Amid a high alert after Sunday’s attacks, which were blamed on an outlawed Maoist group, police blew up several suspicious packages.
The group broke away from the country’s main communist party, which is now in power, and called the general strike to protest against the death of one of its leaders in police custody.
Police said at least 13 officials from the Maoist group had been arrested on Sunday night and early yesterday in different parts of the country.
“Security agencies dealt with suspicious objects found in different areas, mostly outside the capital,” said police spokesman Bishwa Raj Pokharel.
While some schools and offices remained closed in Kathmandu, “the effect of the general strike is nominal in the Kathmandu valley but very few vehicles are working outside the capital,” the spokesman added.

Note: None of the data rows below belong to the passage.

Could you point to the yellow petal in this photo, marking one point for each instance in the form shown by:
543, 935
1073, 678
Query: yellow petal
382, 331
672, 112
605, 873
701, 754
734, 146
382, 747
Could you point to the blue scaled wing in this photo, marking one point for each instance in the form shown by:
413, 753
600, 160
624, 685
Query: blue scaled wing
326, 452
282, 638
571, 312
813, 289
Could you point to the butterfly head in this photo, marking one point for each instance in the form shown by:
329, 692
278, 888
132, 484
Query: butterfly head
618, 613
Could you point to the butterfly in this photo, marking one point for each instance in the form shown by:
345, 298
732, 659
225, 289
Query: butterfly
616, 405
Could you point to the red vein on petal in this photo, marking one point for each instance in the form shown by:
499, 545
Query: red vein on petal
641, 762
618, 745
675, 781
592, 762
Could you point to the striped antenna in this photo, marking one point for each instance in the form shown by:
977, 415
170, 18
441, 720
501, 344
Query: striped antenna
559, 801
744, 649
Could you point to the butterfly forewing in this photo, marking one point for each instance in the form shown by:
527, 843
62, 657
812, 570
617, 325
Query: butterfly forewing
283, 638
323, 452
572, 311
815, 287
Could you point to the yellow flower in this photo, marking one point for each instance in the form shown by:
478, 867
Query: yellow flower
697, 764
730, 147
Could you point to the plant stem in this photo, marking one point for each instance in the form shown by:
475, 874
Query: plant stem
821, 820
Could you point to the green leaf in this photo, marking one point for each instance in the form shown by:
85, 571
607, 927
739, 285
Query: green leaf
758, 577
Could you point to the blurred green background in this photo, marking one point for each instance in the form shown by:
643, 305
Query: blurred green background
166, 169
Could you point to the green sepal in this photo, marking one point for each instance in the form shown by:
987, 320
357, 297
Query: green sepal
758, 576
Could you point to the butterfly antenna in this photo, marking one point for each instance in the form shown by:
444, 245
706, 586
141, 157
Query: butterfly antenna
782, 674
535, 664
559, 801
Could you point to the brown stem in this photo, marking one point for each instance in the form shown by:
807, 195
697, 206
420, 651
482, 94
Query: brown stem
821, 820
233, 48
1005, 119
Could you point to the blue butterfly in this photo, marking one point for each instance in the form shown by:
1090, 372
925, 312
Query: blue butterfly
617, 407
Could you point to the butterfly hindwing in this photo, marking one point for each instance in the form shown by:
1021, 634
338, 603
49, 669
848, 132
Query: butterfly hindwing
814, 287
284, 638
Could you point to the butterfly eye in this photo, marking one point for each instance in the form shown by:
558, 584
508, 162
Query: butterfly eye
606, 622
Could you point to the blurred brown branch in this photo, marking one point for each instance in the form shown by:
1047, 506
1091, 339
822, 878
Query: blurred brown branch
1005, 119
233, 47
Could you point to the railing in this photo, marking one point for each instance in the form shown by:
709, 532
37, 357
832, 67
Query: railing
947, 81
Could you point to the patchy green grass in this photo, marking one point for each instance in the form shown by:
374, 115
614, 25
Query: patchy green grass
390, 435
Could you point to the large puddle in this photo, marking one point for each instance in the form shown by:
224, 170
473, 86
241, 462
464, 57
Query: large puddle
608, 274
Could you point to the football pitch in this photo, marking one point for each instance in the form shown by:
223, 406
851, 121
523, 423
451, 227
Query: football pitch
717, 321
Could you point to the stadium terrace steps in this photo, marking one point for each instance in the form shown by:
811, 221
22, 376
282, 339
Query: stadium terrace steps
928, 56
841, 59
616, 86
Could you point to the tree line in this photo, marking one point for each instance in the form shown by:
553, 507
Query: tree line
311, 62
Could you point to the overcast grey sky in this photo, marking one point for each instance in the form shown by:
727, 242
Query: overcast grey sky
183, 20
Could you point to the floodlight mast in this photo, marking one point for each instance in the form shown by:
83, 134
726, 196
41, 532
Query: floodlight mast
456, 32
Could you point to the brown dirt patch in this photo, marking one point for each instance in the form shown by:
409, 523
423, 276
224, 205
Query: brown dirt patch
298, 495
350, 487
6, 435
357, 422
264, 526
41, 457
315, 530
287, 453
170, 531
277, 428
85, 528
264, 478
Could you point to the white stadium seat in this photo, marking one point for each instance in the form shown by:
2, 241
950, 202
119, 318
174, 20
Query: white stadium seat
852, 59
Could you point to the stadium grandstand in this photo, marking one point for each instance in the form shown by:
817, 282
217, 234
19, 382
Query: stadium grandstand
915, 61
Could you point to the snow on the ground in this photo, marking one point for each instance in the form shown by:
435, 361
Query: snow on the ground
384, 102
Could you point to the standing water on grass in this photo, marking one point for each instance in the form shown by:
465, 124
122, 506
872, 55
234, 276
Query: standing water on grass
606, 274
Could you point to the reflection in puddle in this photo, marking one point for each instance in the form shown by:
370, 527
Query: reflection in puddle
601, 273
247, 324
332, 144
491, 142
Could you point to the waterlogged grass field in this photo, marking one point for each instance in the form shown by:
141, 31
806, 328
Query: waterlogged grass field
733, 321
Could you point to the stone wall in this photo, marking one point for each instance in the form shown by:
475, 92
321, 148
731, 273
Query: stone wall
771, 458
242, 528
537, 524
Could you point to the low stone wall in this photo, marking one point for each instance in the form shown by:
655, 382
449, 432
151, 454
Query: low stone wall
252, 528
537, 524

Four men were killed and seven people injured in three explosions in Kathmandu on Sunday.
A blast inside a shop killed three people, one died in an explosion at a nearby house, whilst two men carrying explosives on a motorbike were among those injured.
There was no immediate claim of responsibility but police said they suspected the Maoist group whose pamphlets were found in a house where one of the explosions took place.
Nepal has enjoyed relative calm since the end of a decade-long civil war in 2006. But some former guerrillas have formed a new group accusing their former leaders of betraying their revolutionary cause.
The group was banned after it was implicated in an explosion that killed one person outside a telecom company office in February.